At a chance encounter at a Berlin soirée in 1928, the photographer Alfred Eisenstaedt captures three very different women together in one frame: up-and-coming German actress Marlene Dietrich, who would wend her way into Hollywood as one of its lasting icons; Anna May Wong, the world’s first Chinese American star, playing for bit parts while dreaming of breaking away from her father’s modest laundry; and Leni Riefenstahl, whose work as a director would first make her famous–then, infamous.
From this curious point of intersection, Delayed Rays of a Star lets loose the trajectories of these women’s lives. From Weimar Berlin to LA’s Chinatown, from a seaside resort in East Germany to a luxury apartment on the Champs-Élysées, the different settings they inhabit are as richly textured as the roles they play: siren, muse, predator, or lover, each one a carefully calibrated performance. And in the orbit of each star live secondary players–a Chinese immigrant housemaid, a German soldier on leave from North Africa, a pompous Hollywood director–whose voices and viewpoints reveal the legacy each woman left in her own time, as well as in ours.

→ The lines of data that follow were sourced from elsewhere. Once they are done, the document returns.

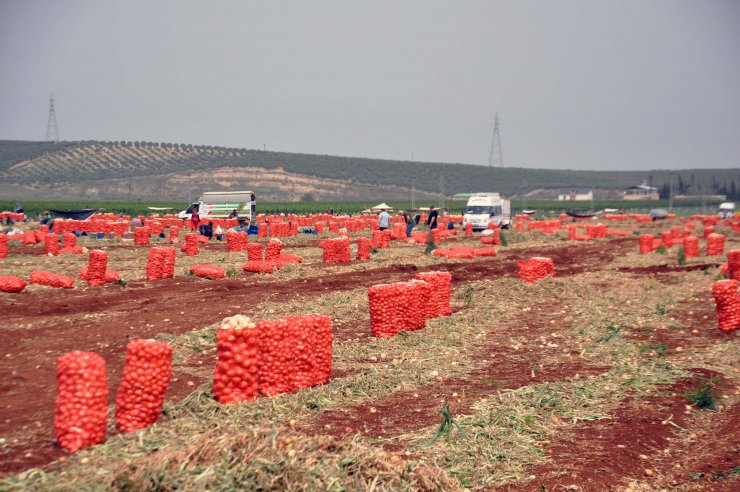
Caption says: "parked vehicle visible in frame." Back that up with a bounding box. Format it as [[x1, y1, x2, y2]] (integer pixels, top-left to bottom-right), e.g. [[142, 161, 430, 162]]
[[462, 193, 511, 230], [178, 191, 256, 223], [719, 202, 735, 219]]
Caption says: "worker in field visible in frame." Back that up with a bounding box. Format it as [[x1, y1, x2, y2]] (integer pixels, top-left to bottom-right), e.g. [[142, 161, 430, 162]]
[[190, 205, 200, 231], [199, 221, 214, 239], [40, 211, 55, 232], [228, 209, 238, 219], [426, 205, 439, 229], [400, 210, 414, 238], [378, 208, 390, 231]]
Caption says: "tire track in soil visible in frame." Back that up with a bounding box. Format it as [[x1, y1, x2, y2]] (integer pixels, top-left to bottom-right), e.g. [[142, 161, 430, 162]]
[[0, 237, 633, 476], [500, 368, 738, 492]]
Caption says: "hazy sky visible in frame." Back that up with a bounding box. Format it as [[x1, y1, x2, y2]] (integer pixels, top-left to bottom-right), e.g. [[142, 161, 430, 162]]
[[1, 0, 739, 170]]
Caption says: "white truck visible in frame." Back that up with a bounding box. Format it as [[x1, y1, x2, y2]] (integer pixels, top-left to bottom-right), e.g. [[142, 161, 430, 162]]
[[719, 202, 735, 219], [178, 191, 256, 223], [462, 193, 511, 230]]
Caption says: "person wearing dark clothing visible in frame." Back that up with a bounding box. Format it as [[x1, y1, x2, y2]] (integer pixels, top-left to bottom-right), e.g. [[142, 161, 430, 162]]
[[414, 212, 421, 225], [447, 221, 455, 230], [228, 209, 238, 219], [199, 221, 214, 239], [426, 206, 439, 230], [400, 210, 414, 238]]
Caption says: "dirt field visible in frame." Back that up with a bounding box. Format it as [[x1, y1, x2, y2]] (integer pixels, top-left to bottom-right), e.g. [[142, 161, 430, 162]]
[[0, 224, 738, 491]]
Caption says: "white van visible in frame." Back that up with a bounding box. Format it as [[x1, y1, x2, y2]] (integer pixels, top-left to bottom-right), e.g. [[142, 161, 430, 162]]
[[462, 193, 511, 230], [719, 202, 735, 219], [178, 191, 256, 223]]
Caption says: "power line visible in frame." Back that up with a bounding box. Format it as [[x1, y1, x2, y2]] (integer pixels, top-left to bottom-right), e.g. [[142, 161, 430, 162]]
[[45, 93, 59, 142], [488, 112, 503, 167]]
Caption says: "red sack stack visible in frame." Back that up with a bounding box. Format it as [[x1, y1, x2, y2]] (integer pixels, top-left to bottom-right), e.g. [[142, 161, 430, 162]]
[[182, 233, 199, 256], [169, 225, 180, 244], [22, 230, 37, 245], [247, 242, 263, 262], [639, 234, 655, 254], [415, 271, 452, 316], [86, 250, 108, 286], [683, 236, 700, 258], [30, 270, 75, 289], [134, 226, 151, 246], [660, 231, 674, 249], [711, 279, 740, 332], [412, 232, 429, 244], [257, 318, 295, 396], [307, 314, 332, 385], [54, 351, 108, 453], [162, 247, 176, 278], [727, 250, 740, 281], [284, 315, 318, 390], [518, 257, 555, 283], [474, 247, 498, 256], [44, 233, 59, 256], [190, 264, 226, 279], [319, 236, 351, 263], [706, 233, 725, 256], [368, 282, 403, 337], [243, 261, 275, 274], [146, 247, 167, 280], [226, 230, 249, 252], [258, 224, 268, 238], [265, 239, 282, 262], [213, 315, 259, 403], [405, 280, 432, 330], [356, 237, 371, 260], [703, 226, 715, 239], [79, 268, 119, 283], [115, 339, 172, 432], [0, 233, 6, 259], [59, 233, 83, 254], [465, 223, 473, 236], [371, 230, 391, 248], [0, 276, 26, 293]]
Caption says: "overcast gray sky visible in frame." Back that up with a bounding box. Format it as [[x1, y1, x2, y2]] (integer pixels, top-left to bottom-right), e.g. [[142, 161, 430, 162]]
[[1, 0, 738, 170]]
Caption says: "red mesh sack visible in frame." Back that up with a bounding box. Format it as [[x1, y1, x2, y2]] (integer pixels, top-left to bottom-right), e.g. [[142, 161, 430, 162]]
[[79, 268, 119, 283], [405, 280, 432, 330], [190, 264, 226, 279], [0, 233, 6, 259], [415, 271, 452, 316], [727, 250, 740, 281], [162, 247, 176, 278], [243, 261, 275, 274], [114, 339, 172, 432], [639, 234, 655, 254], [518, 257, 555, 283], [309, 314, 333, 385], [22, 230, 37, 245], [711, 279, 740, 332], [319, 237, 351, 263], [703, 226, 714, 239], [30, 270, 75, 289], [257, 318, 295, 396], [357, 237, 371, 260], [197, 235, 209, 244], [60, 233, 77, 250], [87, 250, 108, 286], [265, 239, 282, 262], [146, 247, 167, 280], [54, 351, 108, 453], [181, 233, 199, 256], [285, 315, 317, 390], [213, 315, 259, 403], [660, 231, 674, 248], [474, 247, 498, 256], [480, 235, 495, 245], [247, 242, 263, 262], [433, 246, 475, 258], [706, 233, 725, 256], [134, 226, 151, 246], [368, 283, 403, 337], [226, 230, 249, 252], [169, 225, 180, 244], [683, 236, 700, 258], [278, 253, 302, 264], [465, 223, 473, 236], [0, 276, 26, 293], [412, 232, 428, 244], [44, 233, 59, 256]]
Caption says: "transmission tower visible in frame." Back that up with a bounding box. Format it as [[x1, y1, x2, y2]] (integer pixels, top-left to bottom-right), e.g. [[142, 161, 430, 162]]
[[46, 93, 59, 142], [488, 112, 503, 167]]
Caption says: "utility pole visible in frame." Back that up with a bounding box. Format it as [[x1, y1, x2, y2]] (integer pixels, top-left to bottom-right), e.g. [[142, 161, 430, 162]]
[[668, 172, 674, 210], [188, 175, 192, 204], [488, 112, 504, 167], [411, 178, 416, 211], [439, 172, 445, 211], [46, 93, 59, 142], [522, 179, 529, 211]]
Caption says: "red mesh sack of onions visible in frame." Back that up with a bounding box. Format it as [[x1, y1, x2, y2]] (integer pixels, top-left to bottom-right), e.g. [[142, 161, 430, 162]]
[[726, 250, 740, 281], [44, 233, 59, 256], [368, 282, 403, 337], [169, 225, 180, 244], [54, 351, 108, 453], [0, 233, 7, 259], [257, 318, 296, 396], [22, 230, 37, 245], [146, 247, 167, 280], [278, 253, 302, 265], [181, 233, 199, 256], [265, 239, 282, 262], [706, 233, 725, 256], [30, 270, 75, 289], [134, 226, 151, 246], [518, 257, 555, 283], [474, 247, 498, 256], [86, 250, 109, 286], [246, 242, 263, 262], [190, 264, 226, 279], [711, 279, 740, 332], [114, 339, 172, 432], [0, 276, 26, 293], [356, 236, 371, 260], [415, 271, 452, 316], [683, 236, 700, 258], [639, 234, 655, 254], [213, 315, 259, 403], [243, 260, 275, 274], [79, 267, 119, 283]]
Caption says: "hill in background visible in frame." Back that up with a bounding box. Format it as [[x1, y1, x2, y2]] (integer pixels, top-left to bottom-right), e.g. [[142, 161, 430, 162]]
[[0, 140, 737, 202]]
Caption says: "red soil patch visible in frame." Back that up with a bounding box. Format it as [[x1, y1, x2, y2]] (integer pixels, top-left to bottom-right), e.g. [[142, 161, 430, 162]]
[[501, 368, 738, 492]]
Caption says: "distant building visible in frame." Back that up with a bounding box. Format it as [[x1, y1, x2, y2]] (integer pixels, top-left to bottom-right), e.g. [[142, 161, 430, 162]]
[[557, 188, 593, 201], [624, 182, 659, 200]]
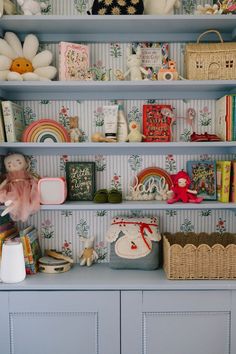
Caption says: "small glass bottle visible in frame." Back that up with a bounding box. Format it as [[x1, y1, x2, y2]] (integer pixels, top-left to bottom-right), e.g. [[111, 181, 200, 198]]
[[117, 103, 128, 142]]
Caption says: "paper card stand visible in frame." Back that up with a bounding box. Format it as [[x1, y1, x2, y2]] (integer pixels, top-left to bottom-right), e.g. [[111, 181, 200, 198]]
[[38, 178, 67, 205]]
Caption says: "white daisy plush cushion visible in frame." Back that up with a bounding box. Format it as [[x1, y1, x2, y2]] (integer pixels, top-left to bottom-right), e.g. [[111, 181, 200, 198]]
[[0, 32, 57, 81]]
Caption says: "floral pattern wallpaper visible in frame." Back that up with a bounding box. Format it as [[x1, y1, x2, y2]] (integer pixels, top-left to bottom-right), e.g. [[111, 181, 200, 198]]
[[13, 0, 234, 263]]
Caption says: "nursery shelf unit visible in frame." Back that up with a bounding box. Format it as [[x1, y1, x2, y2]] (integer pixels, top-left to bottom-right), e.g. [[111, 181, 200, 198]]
[[1, 14, 236, 354]]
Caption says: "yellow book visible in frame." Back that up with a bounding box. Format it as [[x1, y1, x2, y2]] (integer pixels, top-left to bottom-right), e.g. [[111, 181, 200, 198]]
[[216, 161, 231, 203]]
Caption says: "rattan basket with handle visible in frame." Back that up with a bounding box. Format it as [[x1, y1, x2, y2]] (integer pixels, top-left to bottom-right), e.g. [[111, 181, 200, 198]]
[[185, 30, 236, 80], [163, 232, 236, 279]]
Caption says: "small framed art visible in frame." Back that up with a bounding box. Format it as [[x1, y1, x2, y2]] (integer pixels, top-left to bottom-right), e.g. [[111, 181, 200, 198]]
[[65, 162, 96, 201]]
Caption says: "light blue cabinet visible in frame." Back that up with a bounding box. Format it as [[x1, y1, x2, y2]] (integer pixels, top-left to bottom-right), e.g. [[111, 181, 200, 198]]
[[122, 290, 235, 354], [1, 267, 236, 354], [6, 291, 120, 354], [0, 292, 10, 354]]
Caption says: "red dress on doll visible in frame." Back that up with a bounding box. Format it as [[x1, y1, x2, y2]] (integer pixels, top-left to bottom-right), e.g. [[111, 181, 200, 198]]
[[0, 166, 40, 222]]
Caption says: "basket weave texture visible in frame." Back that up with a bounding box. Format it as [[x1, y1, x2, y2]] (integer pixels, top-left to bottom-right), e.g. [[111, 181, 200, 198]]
[[163, 232, 236, 279], [185, 30, 236, 80]]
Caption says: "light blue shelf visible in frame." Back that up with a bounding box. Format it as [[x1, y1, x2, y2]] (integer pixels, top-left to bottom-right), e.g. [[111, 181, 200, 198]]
[[0, 200, 234, 211], [0, 80, 236, 100], [0, 15, 236, 42], [0, 200, 232, 211], [1, 141, 236, 155]]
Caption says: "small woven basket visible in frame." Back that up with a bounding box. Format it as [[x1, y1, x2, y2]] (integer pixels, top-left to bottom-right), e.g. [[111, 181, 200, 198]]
[[185, 30, 236, 80], [163, 232, 236, 279]]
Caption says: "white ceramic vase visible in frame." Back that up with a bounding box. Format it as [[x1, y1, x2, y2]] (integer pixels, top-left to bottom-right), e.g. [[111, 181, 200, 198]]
[[0, 240, 26, 283]]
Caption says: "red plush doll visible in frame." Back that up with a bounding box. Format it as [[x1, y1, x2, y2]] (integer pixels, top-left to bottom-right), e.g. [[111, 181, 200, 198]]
[[167, 170, 203, 204]]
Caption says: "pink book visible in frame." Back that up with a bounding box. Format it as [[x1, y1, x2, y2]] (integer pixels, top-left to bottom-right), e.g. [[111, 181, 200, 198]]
[[59, 41, 89, 81]]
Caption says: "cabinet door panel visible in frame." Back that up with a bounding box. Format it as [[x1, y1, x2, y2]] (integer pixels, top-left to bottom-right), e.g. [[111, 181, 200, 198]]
[[143, 310, 230, 354], [9, 291, 120, 354], [0, 292, 10, 354], [122, 291, 231, 354]]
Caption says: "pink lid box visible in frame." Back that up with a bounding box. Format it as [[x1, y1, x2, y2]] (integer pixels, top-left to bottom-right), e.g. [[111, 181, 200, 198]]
[[38, 177, 67, 205]]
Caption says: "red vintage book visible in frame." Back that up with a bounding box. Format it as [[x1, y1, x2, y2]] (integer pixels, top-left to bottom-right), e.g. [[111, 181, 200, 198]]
[[142, 104, 175, 142]]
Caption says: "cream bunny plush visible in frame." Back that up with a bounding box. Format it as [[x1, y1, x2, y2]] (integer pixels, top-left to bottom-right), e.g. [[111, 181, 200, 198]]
[[79, 237, 98, 267], [0, 0, 17, 17], [144, 0, 180, 15], [17, 0, 47, 15], [124, 46, 148, 81]]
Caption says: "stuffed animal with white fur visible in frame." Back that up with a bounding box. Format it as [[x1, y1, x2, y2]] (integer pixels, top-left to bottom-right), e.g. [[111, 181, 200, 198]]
[[124, 46, 148, 81], [0, 0, 17, 17], [17, 0, 47, 15], [79, 237, 98, 267], [127, 121, 146, 142], [144, 0, 180, 15], [0, 32, 57, 81]]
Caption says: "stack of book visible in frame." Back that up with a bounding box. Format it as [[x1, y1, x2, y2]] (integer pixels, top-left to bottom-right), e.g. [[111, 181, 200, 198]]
[[0, 214, 18, 256], [20, 225, 42, 274], [0, 100, 25, 142], [187, 159, 236, 203], [215, 94, 236, 141]]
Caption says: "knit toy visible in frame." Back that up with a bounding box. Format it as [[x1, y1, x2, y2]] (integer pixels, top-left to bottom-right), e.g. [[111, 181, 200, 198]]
[[127, 121, 146, 142], [0, 153, 40, 222], [17, 0, 47, 15], [0, 32, 57, 81], [124, 46, 148, 81], [79, 237, 98, 267], [167, 170, 203, 204]]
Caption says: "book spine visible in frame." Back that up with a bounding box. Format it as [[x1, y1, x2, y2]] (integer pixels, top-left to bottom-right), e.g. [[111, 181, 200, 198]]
[[58, 42, 63, 81], [1, 101, 16, 142], [233, 96, 236, 141], [230, 161, 236, 202], [0, 102, 6, 142], [217, 161, 231, 202]]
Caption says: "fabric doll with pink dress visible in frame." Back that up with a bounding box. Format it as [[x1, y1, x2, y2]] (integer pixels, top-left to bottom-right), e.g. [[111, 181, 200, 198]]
[[0, 153, 40, 222]]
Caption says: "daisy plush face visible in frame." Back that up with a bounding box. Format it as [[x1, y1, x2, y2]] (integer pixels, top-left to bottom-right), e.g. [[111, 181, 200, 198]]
[[0, 32, 57, 81], [4, 154, 27, 173]]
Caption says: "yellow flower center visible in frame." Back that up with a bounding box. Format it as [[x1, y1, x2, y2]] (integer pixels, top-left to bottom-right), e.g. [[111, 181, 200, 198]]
[[10, 57, 33, 75]]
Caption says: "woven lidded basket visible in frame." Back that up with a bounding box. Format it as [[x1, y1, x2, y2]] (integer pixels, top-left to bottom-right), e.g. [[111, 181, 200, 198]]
[[163, 232, 236, 279], [185, 30, 236, 80]]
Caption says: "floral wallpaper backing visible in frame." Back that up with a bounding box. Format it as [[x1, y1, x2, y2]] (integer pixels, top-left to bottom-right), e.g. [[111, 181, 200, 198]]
[[13, 0, 235, 262]]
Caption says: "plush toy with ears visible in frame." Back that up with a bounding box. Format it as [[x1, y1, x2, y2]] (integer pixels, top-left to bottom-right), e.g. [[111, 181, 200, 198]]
[[0, 153, 40, 222], [124, 46, 148, 81], [79, 237, 98, 267], [0, 0, 17, 17], [17, 0, 47, 15]]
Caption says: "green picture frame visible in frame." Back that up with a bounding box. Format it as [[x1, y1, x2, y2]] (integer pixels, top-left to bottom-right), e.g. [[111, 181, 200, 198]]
[[65, 162, 96, 201]]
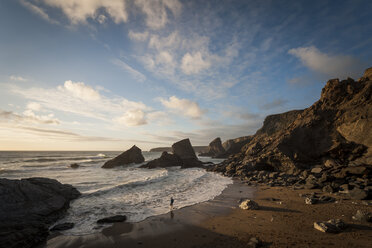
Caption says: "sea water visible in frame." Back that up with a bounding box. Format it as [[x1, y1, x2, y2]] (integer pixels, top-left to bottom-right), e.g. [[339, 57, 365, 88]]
[[0, 151, 232, 235]]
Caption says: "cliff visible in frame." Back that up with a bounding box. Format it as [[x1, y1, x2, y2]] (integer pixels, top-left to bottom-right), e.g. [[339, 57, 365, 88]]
[[214, 67, 372, 174]]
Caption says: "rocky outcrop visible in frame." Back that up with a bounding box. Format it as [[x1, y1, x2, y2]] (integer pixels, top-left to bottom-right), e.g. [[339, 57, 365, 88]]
[[102, 145, 144, 168], [199, 137, 225, 157], [150, 146, 208, 153], [142, 139, 203, 169], [218, 136, 253, 158], [0, 177, 80, 248], [213, 67, 372, 174], [141, 151, 183, 168]]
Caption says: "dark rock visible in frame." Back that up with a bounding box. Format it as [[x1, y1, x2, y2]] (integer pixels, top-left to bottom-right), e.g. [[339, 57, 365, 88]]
[[305, 197, 318, 205], [199, 137, 225, 157], [172, 138, 197, 160], [0, 178, 80, 248], [314, 219, 347, 233], [50, 222, 74, 231], [102, 145, 144, 168], [352, 210, 372, 222], [141, 152, 183, 169], [319, 195, 335, 203], [97, 215, 127, 224], [70, 163, 79, 168]]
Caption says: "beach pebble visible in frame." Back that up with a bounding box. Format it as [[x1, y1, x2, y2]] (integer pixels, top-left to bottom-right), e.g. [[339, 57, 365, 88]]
[[352, 210, 372, 222], [239, 199, 259, 210], [313, 219, 346, 233], [247, 237, 260, 247]]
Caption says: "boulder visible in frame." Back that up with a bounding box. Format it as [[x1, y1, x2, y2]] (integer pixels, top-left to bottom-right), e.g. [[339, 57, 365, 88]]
[[239, 199, 259, 210], [314, 219, 346, 233], [97, 215, 127, 224], [311, 167, 322, 174], [0, 178, 80, 248], [347, 187, 368, 200], [102, 145, 144, 168], [199, 137, 225, 157], [305, 197, 317, 205], [141, 152, 183, 169]]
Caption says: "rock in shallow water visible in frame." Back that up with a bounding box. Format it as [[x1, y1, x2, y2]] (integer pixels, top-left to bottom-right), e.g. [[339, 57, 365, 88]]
[[97, 215, 127, 224], [239, 200, 259, 210], [0, 177, 80, 248], [50, 222, 74, 231], [102, 145, 144, 168]]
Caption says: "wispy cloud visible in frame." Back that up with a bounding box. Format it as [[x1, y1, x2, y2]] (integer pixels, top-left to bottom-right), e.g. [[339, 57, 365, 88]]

Amanda Lee Koe is the fiction editor of Esquire Singapore and the editor of the National Museum of Singapore’s film journal, Cinémathèque Quarterly. She was a 2013 fellow of the International Writing Program at the University of Iowa and a 2016 awardee of the PEN/Heim Translation Grant. Her working manuscript for this novel won the 2017 Henfield Prize, awarded to the best work of fiction by a graduating MFA candidate at Columbia University. She is also the youngest winner of the Singapore Literature Prize for her first book, the story collection Ministry of Moral Panic. Born in Singapore, she has lived in Bangkok, Beijing, and Berlin, and is now based in New York.
Susan Bernofsky is one of the preeminent translators of German-language literature, including modernist classics by Franz Kafka and Robert Walser, as well as contemporary work from Jenny Erpenbeck and Yoko Tawada. Her awards include a Guggenheim Fellowship, the Independent Foreign Fiction Prize, the Oxford Weidenfeld Translation Prize, the Helen and Kurt Wolff Translation Prize and the Hermann Hesse Translation Prize. She is currently working on a biography of Robert Walser.